PassAudited by ClawScan on May 1, 2026.

Overview

This appears to be a legitimate voice-message setup, but it installs speech software, runs a local transcription script, and uses Edge TTS for voice output.

This skill looks purpose-aligned for OpenClaw voice messages. Before installing, review the bash setup, the unpinned faster-whisper dependency, the persistent files under ~/.openclaw/workspace, and whether Edge TTS is acceptable for the kinds of conversations you plan to use.

Findings (3)

Artifact-based informational review of SKILL.md, metadata, install specs, static scan signals, and capability signals. ClawScan does not execute the skill or run runtime probes.

Note

ASI04: Agentic Supply Chain Vulnerabilities

What this means

Installing the skill may download and run third-party Python packages needed for transcription.

Why it was flagged

The skill installs faster-whisper from the package ecosystem without pinning a version.
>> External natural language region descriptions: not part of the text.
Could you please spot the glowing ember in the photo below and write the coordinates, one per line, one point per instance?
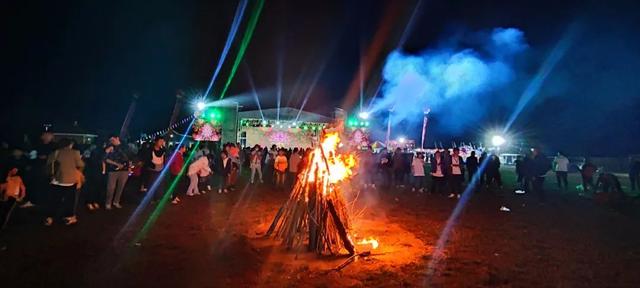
(374, 243)
(325, 161)
(316, 209)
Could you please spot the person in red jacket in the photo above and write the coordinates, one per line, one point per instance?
(175, 167)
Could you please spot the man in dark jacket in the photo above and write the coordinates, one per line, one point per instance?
(438, 172)
(64, 165)
(540, 166)
(154, 161)
(223, 170)
(472, 165)
(455, 170)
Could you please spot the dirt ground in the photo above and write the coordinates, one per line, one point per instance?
(218, 241)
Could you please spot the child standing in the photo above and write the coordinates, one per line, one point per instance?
(12, 191)
(200, 168)
(417, 170)
(280, 165)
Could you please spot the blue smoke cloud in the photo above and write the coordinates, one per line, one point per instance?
(448, 79)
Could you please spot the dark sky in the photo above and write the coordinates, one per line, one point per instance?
(65, 61)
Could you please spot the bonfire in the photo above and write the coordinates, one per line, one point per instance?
(315, 213)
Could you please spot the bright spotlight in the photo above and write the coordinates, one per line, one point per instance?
(201, 105)
(498, 140)
(363, 115)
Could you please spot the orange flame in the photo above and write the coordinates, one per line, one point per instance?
(328, 164)
(374, 243)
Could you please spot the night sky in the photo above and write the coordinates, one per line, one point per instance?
(65, 61)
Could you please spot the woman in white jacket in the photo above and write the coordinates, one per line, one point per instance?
(200, 167)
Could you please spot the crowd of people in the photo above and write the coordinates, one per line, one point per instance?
(56, 176)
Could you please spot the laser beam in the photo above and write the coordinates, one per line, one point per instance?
(237, 19)
(165, 198)
(558, 51)
(248, 34)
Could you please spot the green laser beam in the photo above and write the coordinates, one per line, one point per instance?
(165, 198)
(248, 34)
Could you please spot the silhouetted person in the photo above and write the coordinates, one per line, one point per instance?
(634, 174)
(609, 190)
(493, 171)
(541, 166)
(561, 167)
(398, 168)
(456, 174)
(483, 173)
(588, 170)
(438, 170)
(472, 165)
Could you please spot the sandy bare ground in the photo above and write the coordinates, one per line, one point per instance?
(217, 241)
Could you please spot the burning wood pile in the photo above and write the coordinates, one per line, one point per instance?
(316, 211)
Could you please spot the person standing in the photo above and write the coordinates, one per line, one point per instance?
(634, 173)
(175, 168)
(198, 168)
(280, 166)
(472, 166)
(63, 164)
(155, 159)
(38, 191)
(493, 171)
(234, 155)
(540, 166)
(417, 171)
(117, 164)
(255, 163)
(294, 162)
(367, 168)
(483, 171)
(437, 173)
(561, 167)
(96, 171)
(398, 168)
(223, 171)
(11, 192)
(456, 173)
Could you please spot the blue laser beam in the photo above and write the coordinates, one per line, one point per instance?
(279, 84)
(253, 89)
(556, 54)
(237, 19)
(154, 186)
(451, 221)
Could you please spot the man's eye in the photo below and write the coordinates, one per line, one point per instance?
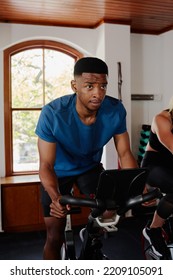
(89, 86)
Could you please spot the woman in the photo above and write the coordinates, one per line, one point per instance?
(159, 159)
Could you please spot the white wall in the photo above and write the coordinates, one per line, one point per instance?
(109, 42)
(151, 73)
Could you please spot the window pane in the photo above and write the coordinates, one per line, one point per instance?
(58, 74)
(27, 79)
(25, 151)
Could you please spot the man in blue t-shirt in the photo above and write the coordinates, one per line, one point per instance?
(72, 131)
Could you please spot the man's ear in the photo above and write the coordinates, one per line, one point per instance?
(73, 85)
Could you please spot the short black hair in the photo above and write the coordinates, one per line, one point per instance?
(90, 65)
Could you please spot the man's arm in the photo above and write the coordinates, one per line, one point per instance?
(47, 153)
(122, 144)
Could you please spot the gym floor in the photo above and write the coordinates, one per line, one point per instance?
(125, 244)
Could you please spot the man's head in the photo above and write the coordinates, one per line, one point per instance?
(90, 83)
(90, 65)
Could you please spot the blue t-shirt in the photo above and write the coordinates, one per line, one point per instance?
(79, 146)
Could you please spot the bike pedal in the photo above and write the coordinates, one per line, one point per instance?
(111, 228)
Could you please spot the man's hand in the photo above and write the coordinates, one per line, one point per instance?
(57, 210)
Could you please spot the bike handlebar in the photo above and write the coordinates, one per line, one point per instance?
(111, 205)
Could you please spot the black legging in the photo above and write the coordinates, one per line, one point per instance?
(161, 176)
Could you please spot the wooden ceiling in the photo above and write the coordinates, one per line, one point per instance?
(143, 16)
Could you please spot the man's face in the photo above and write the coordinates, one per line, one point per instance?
(90, 89)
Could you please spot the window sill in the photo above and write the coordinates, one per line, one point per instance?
(19, 179)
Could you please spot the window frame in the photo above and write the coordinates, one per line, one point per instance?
(31, 44)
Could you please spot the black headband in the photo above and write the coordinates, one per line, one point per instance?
(90, 65)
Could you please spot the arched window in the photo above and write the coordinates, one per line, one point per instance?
(35, 72)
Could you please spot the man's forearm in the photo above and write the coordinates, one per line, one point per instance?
(49, 181)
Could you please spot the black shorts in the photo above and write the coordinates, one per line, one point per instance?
(87, 184)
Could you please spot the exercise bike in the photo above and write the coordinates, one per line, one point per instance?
(117, 191)
(167, 233)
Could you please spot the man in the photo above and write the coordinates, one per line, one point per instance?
(72, 132)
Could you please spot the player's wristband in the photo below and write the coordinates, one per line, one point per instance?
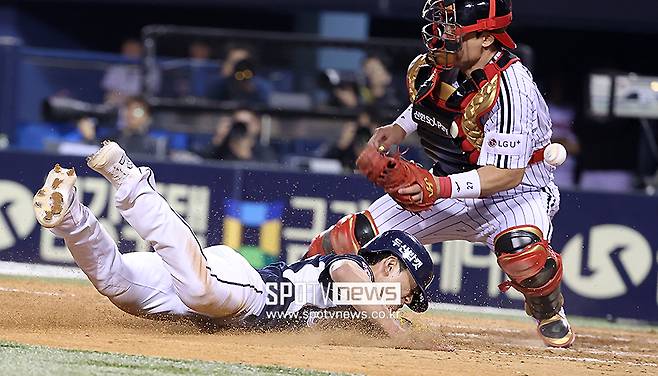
(406, 121)
(463, 185)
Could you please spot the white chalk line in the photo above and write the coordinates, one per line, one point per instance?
(560, 357)
(579, 349)
(40, 271)
(46, 293)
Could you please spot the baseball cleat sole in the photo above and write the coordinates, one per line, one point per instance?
(52, 202)
(112, 162)
(556, 332)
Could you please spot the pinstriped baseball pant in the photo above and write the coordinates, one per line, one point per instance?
(474, 220)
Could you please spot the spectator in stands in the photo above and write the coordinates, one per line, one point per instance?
(219, 146)
(262, 151)
(202, 68)
(239, 80)
(353, 139)
(239, 144)
(134, 137)
(126, 80)
(84, 133)
(376, 88)
(342, 89)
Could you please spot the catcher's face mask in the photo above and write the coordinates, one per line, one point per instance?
(442, 36)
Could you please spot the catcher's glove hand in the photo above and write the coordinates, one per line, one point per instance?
(394, 173)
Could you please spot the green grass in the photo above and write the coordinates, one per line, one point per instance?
(25, 360)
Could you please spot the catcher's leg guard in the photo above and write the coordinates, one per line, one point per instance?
(535, 270)
(346, 236)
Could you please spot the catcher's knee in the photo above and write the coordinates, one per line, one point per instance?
(347, 236)
(533, 267)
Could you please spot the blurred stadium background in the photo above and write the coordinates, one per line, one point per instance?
(252, 114)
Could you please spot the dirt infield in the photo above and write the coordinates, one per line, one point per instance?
(73, 315)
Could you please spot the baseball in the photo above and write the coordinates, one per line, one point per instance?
(555, 154)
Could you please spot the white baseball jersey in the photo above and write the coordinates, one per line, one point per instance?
(516, 126)
(208, 285)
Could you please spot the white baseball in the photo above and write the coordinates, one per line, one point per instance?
(555, 154)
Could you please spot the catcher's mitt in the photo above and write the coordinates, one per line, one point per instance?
(394, 173)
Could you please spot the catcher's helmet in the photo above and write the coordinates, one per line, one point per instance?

This is expected for the STT setup, but users inherit the supply-chain and version-change risk of that package and its dependencies.

Skill content

~/.openclaw/workspace/voice-messages/bin/pip install faster-whisper

Recommendation

Review the package source if needed, and consider pinning known-good package versions before installing in sensitive environments.

Note

ASI05: Unexpected Code Execution

What this means

OpenClaw will execute a local Python helper when processing voice messages.

Why it was flagged

The configuration makes OpenClaw run a local Python transcription script against media files. The behavior is central to the skill and the script is shown, with file-size and timeout limits also documented.

Skill content

"type": "cli", "command": "~/.openclaw/workspace/voice-messages/bin/python", "args": ["~/.openclaw/workspace/voice-messages/transcribe.py", "--audio", "{{MediaPath}}"

Recommendation

Install only if you are comfortable enabling local CLI-based audio transcription, and keep the helper script in the documented workspace path.

Note

ASI07: Insecure Inter-Agent Communication

What this means

Voice replies may be processed through the configured Edge TTS provider rather than being entirely local.

Why it was flagged

The skill configures Edge as the TTS provider for inbound voice-message replies. This is disclosed and purpose-aligned, but provider-based TTS can create an external data boundary for generated reply text.

Skill content

"messages": { "tts": { "auto": "inbound", "provider": "edge", "edge": { "voice": "en-US-JennyNeural"

Recommendation

Avoid enabling provider-based TTS for conversations where generated reply text should not leave your trusted environment.